Will resistance come to Africa? PN came out early against the use of nevirapine monotherapy to prevent mother to child transmission of HIV. I wrote it because I think the only reason I'm alive today is because I stopped taking AZT monotherapy in the early 90s, so don't have mountainous NRTI drug resistance. The Treatment Action Campaign in South Africa sent us an angry letter asking if we were on the side of the 'Aids denialists', but sorry guys, we were right. 

How we have failed gay men This time it was the Terrence Higgins Trust who sent us the angry letters. This urged the development of  prevention means other than condoms - for gay men as well as poor women. See  be PREPared for one of those means.

AIDS and war - the bottom line I wanted to protest at the appalling folly and waste of the Iraq adventure without bleeding-heart journalism of the Robert Fisk variety or tyrant-excusing pacificm. I thought, let's write about what this all costs. Trillions, was the answer.

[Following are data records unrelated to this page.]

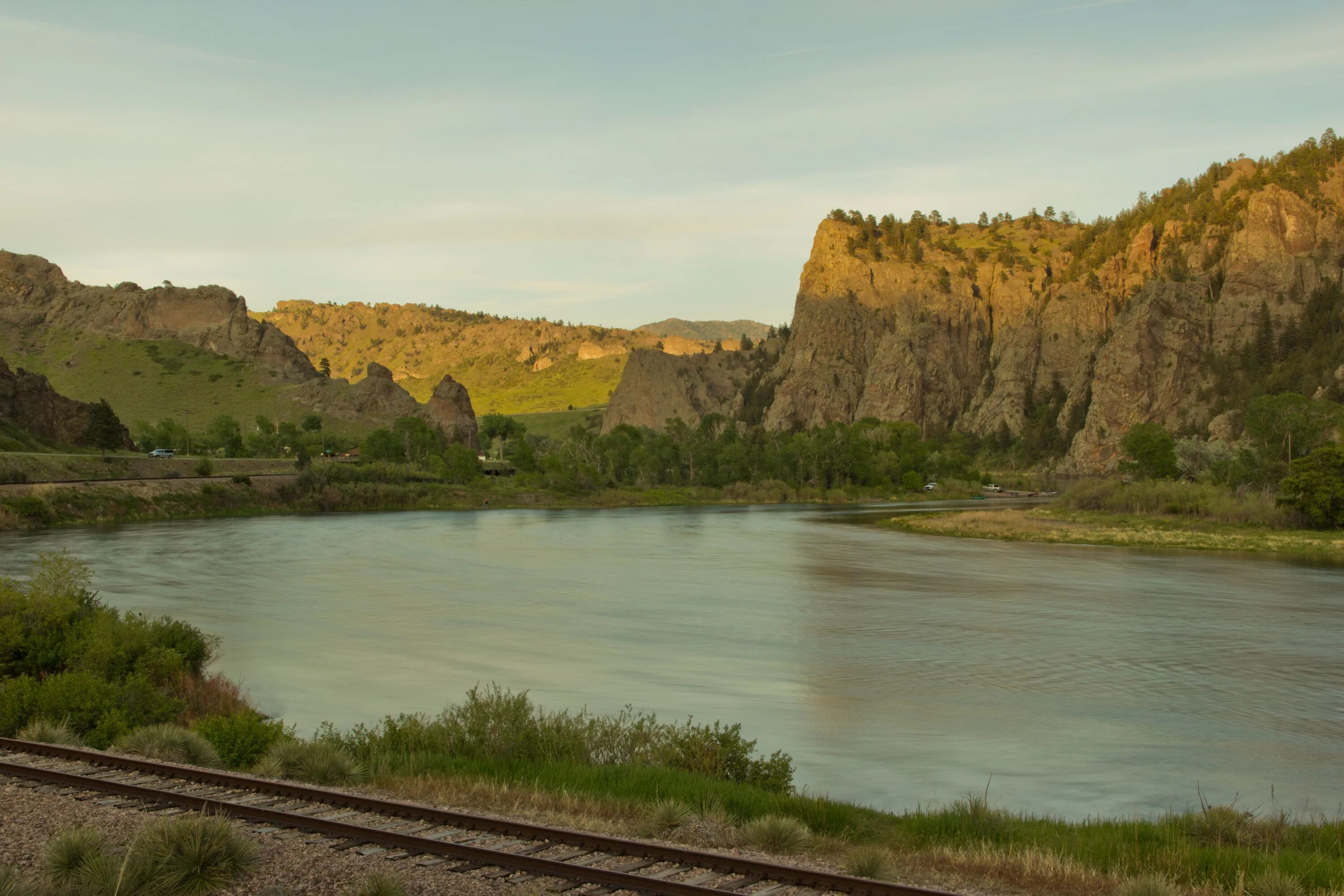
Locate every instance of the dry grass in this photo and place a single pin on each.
(207, 696)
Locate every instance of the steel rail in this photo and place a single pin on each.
(791, 875)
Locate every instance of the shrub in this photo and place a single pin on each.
(776, 835)
(1148, 886)
(315, 762)
(378, 884)
(870, 860)
(241, 739)
(1275, 883)
(50, 732)
(18, 703)
(170, 743)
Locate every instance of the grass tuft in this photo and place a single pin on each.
(1275, 883)
(315, 762)
(50, 732)
(195, 855)
(170, 743)
(1148, 886)
(70, 851)
(776, 835)
(378, 884)
(870, 860)
(667, 816)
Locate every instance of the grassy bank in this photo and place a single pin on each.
(350, 488)
(1154, 515)
(74, 671)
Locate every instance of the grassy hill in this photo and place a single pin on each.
(156, 379)
(710, 331)
(508, 365)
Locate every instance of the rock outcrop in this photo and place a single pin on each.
(35, 293)
(976, 324)
(658, 388)
(30, 402)
(451, 409)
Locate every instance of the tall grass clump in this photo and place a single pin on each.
(170, 743)
(378, 884)
(168, 857)
(316, 762)
(776, 835)
(873, 862)
(1148, 886)
(1166, 497)
(494, 723)
(50, 732)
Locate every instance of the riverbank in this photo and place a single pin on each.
(1058, 526)
(346, 488)
(631, 774)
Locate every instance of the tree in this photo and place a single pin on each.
(1151, 450)
(382, 445)
(104, 429)
(1316, 487)
(1289, 425)
(225, 433)
(499, 426)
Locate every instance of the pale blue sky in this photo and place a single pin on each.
(612, 163)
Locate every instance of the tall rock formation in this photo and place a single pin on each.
(29, 402)
(972, 327)
(35, 293)
(451, 409)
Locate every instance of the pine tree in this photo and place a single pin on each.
(1265, 339)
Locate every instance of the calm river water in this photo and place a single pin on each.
(897, 669)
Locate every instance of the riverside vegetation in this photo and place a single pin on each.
(74, 671)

Cheap AIDS drugs for the first world now! More about money - this time saying that the cost of anti-retrovirals is unsustainable everywhere, not just in the developing world.

What about the workers? This one was widely misunderstood. It wasn't criticising the THT's campaign against HIV testing for asylum seekers. It was an attempt to reframe the HIV and immigration debate by writing about the HIV positive people of the world not as victims, à la Guardian, but as us, as the resourceful, courageous and industrious people we are. As assets to the countries housing them, not human-rights cases. Some of the most impressive personalities I've ever met are HIV positive asylum seekers.

The haves and have-nots of HIV The last leader I wrote for PN. Sometimes I think people like me who are doing well on treatments forget how fragile the economic prosperity and socialised healthcare we enjoy in the EU might be. You don't have to go to Africa to find poor people dying for lack of drugs. More on this in The Price of Life.